We See Chick Flicks: Four Christmases
Starring Reese Witherspoon, Vince Vaughn, Jon Favreau, Sissy Spacek, Robert Duvall, Tim McGraw, & Kristen Chenoweth
Let me start by saying that I’m probably not the most biased reviewer, considering I’ve been dying to see this movie since it was cast. In terms of pure movie enjoyment and giggles, Reese Witherspoon is my favorite actress and Vince Vaughn is my favorite actor. Could I have been more excited to find out that they were in a rom-com together? Um, no. As I’d hoped, Reese was perfectly adorable as always and Vince Vaughn, playing himself, per usual, had me almost peeing myself from the beginning. Needless to say, this is the perfect post-Turkey Day movie. Light, fluffy, funny, and, oh hell, heartwarming. Full review after the jump… The Lowdown: Brad (Vince) and Kate (Reese) are in a perfectly anti-marriage and babies relationship. They relish their independence and spend every Christmas traveling to some new, exotic location, intent on ignoring tradition AND their families. Unfortunately with all flights grounded, they are caught on TV being asked about their holiday plans by a news reporter. Busted. Guilt-tripped into spending the holidays with the fam after all, Brad and Kate go about hitting up four different houses (they both come from divorced families) and, thus, four Christmases in one day. Sounds like my kind of nightmare too, but nevertheless, hilarity ensues.

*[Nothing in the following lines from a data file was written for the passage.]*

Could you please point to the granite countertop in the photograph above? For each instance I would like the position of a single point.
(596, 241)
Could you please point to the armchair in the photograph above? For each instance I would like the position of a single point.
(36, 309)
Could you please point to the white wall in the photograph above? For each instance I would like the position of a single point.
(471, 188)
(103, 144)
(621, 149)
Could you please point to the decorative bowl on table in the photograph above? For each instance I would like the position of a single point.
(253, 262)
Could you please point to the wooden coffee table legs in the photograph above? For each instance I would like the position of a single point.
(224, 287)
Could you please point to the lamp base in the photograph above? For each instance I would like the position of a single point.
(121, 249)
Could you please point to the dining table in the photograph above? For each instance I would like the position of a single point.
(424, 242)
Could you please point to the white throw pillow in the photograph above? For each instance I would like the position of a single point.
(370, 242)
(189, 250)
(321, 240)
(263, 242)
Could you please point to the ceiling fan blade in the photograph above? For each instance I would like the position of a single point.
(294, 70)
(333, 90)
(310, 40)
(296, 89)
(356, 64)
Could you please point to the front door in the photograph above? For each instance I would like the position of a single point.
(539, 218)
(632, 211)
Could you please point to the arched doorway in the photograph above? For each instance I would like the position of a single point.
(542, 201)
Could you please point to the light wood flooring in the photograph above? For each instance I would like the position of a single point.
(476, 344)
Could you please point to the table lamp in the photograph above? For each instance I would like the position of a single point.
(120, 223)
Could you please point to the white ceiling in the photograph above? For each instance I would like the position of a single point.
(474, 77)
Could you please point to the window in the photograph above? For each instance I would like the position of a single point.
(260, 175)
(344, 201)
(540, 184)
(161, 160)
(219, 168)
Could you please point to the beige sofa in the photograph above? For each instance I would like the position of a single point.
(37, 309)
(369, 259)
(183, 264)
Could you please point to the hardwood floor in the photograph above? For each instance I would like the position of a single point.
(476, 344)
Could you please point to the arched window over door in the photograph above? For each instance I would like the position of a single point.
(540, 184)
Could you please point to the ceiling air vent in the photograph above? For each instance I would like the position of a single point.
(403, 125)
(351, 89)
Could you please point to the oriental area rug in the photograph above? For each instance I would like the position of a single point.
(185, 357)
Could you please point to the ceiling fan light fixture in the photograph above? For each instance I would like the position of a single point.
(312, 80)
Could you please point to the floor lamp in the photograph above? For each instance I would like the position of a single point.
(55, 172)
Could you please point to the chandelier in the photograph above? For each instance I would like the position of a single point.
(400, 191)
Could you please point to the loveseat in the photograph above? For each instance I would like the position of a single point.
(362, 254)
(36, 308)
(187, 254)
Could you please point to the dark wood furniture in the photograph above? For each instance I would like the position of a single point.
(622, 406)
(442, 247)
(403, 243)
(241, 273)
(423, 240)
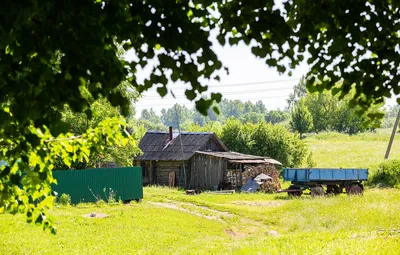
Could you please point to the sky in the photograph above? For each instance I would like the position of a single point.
(249, 79)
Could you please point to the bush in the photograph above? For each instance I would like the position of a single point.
(65, 199)
(265, 139)
(386, 174)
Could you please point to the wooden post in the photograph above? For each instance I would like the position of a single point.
(396, 123)
(171, 179)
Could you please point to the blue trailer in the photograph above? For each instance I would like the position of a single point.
(333, 180)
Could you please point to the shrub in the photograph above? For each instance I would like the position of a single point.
(65, 199)
(265, 139)
(386, 174)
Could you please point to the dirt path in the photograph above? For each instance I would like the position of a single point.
(250, 225)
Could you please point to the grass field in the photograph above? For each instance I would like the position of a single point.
(362, 150)
(170, 222)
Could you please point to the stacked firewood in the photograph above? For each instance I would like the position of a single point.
(270, 186)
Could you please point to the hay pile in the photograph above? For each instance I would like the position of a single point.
(270, 186)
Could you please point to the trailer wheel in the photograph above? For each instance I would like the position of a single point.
(354, 190)
(333, 190)
(317, 191)
(295, 193)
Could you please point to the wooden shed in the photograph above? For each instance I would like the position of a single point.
(212, 170)
(194, 160)
(166, 155)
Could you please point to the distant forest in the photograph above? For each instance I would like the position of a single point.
(305, 112)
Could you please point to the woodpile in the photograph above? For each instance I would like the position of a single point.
(269, 186)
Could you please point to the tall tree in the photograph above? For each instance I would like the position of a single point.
(299, 91)
(301, 119)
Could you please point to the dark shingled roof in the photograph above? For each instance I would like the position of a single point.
(155, 145)
(236, 157)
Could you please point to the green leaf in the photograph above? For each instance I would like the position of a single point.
(162, 91)
(190, 94)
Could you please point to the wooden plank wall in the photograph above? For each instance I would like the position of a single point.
(207, 171)
(163, 170)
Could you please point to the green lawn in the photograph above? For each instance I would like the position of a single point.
(363, 150)
(168, 221)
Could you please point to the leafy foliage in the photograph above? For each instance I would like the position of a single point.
(50, 51)
(264, 139)
(301, 120)
(79, 123)
(65, 199)
(334, 112)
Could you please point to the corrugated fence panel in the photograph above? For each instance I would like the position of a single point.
(85, 185)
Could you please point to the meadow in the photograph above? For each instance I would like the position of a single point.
(168, 221)
(364, 150)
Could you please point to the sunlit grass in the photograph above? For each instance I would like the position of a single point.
(364, 150)
(237, 224)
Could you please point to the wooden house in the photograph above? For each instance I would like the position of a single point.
(195, 160)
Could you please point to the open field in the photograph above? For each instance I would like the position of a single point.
(168, 221)
(363, 150)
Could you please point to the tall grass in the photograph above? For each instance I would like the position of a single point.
(365, 150)
(250, 224)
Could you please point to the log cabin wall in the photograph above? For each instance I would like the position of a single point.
(207, 171)
(165, 167)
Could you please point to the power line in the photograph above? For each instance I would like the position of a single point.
(243, 84)
(191, 102)
(226, 93)
(254, 83)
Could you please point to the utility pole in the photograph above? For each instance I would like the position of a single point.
(396, 123)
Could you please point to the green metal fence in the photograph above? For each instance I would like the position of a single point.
(88, 185)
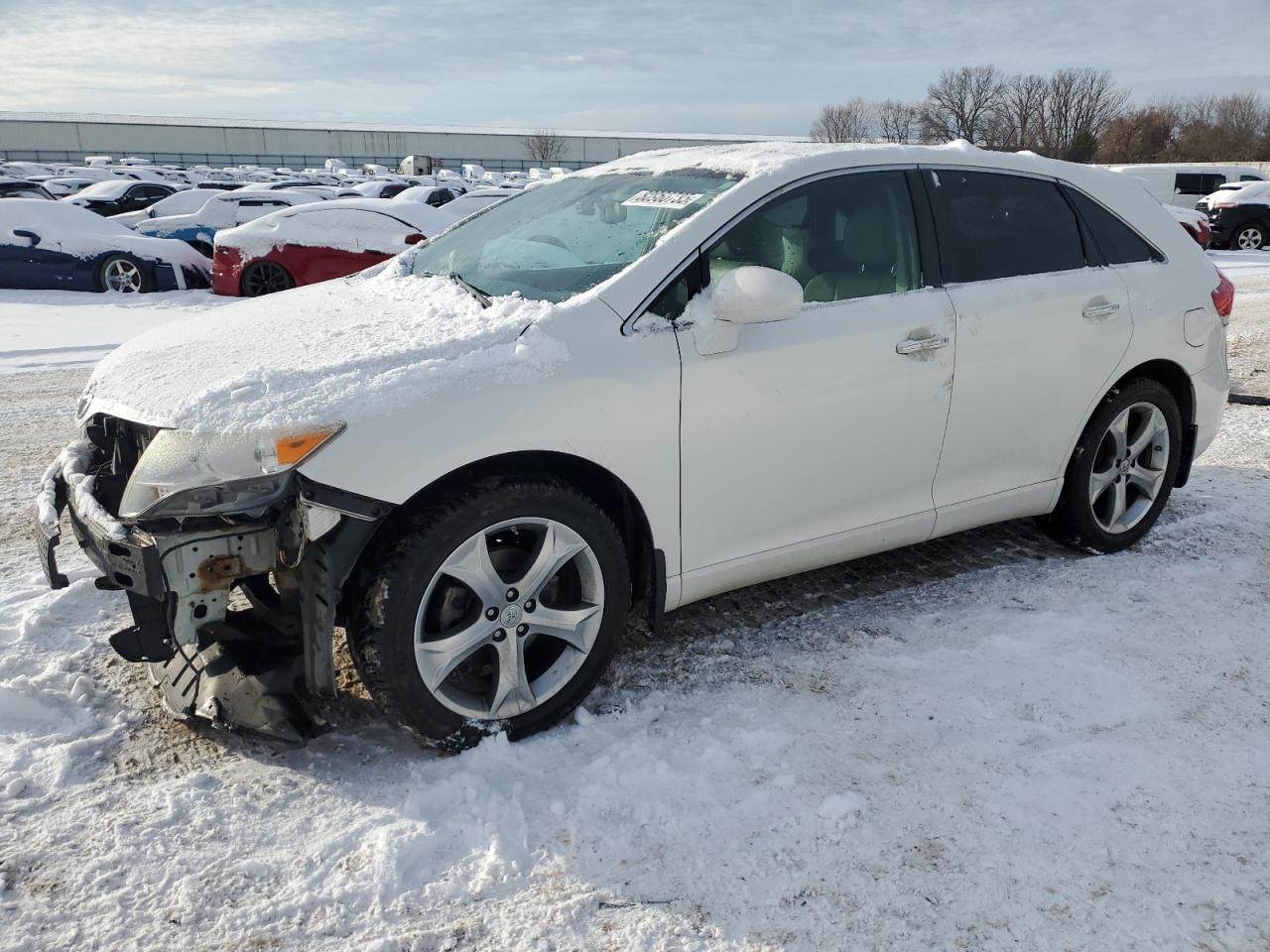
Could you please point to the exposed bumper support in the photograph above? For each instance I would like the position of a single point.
(261, 667)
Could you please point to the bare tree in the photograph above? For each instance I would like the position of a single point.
(1021, 114)
(545, 146)
(962, 103)
(853, 121)
(1079, 107)
(898, 122)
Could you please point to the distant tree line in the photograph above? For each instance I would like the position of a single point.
(1079, 114)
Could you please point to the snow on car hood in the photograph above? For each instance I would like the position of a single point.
(336, 352)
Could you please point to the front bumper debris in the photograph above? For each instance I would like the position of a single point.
(234, 617)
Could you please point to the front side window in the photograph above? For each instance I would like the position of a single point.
(1116, 240)
(992, 225)
(1191, 182)
(841, 238)
(562, 239)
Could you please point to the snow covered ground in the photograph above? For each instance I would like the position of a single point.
(979, 743)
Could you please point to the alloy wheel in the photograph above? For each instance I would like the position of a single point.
(122, 276)
(1129, 467)
(1250, 240)
(264, 278)
(509, 619)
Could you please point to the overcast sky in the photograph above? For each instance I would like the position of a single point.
(636, 64)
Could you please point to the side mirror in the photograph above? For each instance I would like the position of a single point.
(748, 295)
(752, 295)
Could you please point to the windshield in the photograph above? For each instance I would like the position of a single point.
(554, 241)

The Verdict: It goes without saying that, like any holiday movie, “Four Christmases” is a little cheesy, however I felt it was excellently cast and had hilarious joke after hilarious joke. The best scene was when Brad and Kate are forced to participate in a Christmas Play at church and Brad is Joseph and Kate is the Virgin Mary. I won’t give any more away than that. Other noteworthy performances were had by Sissy Spacek, Robert Duvall, Tim McGraw, Kristen Chenoweth, and, of course, Vaughn’s wingman and partner-in-crime, Jon Favreau, as Brad’s brother. All in all, this is a good laugh and worth the trip to the theaters, especially if you’re trying to escape your own family — or at least trying to get them to shut up for two hours.